Polynesian Chicken Tenders
Sweet pineapple, green pepper, and curry powder add authentic Polynesian flavor to chicken tenders.
Serves: Serves: 6
- 1/2 cup all-purpose flour
- 1 1/2 teaspoons garlic powder, divided
- 1 1/2 pounds low-fat chicken tenders
- 1/2 cup egg substitute
- 3 tablespoons white wine vinegar
- 3 tablespoons brown sugar
- 2 cups nonfat chicken broth
- 1 1/2 cups pineapple chunks in juice, drained
- 1 1/2 cups chopped green bell pepper
- 3/4 cup chopped carrots
- 1 1/2 teaspoons curry powder
- 3/4 teaspoon ground ginger
- Spray large nonstick skillet with cooking spray and heat over medium-high heat.

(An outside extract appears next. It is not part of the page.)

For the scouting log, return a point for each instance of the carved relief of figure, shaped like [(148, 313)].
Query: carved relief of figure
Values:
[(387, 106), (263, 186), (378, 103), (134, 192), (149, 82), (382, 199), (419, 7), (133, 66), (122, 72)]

- Combine flour and 1/2 teaspoon garlic powder on paper plate and mix well.
- Dip chicken tenders in egg substitute and roll in flour mixture.
- Brown chicken pieces in skillet 5 to 8 minutes, until cooked through. Remove from skillet and drain well.
- Allow skillet to cool slightly and respray with cooking spray. Return skillet to heat and add vinegar, brown sugar, 1 teaspoon garlic powder, chicken broth, pineapple, bell pepper, carrots, curry powder and ginger; cook over medium heat, stirring constantly, until mixture becomes thick. Stir in cooked chicken.
- Serve over cooked rice or couscous. Chicken mixture can be cooked and cooled to room temperature; freeze in plastic freezer bags.
- To reheat: Microwave directly from freezer 1 to 3 minutes per serving.
- Leftover cooked poultry dishes can be refrigerated and served for 3 to 4 days.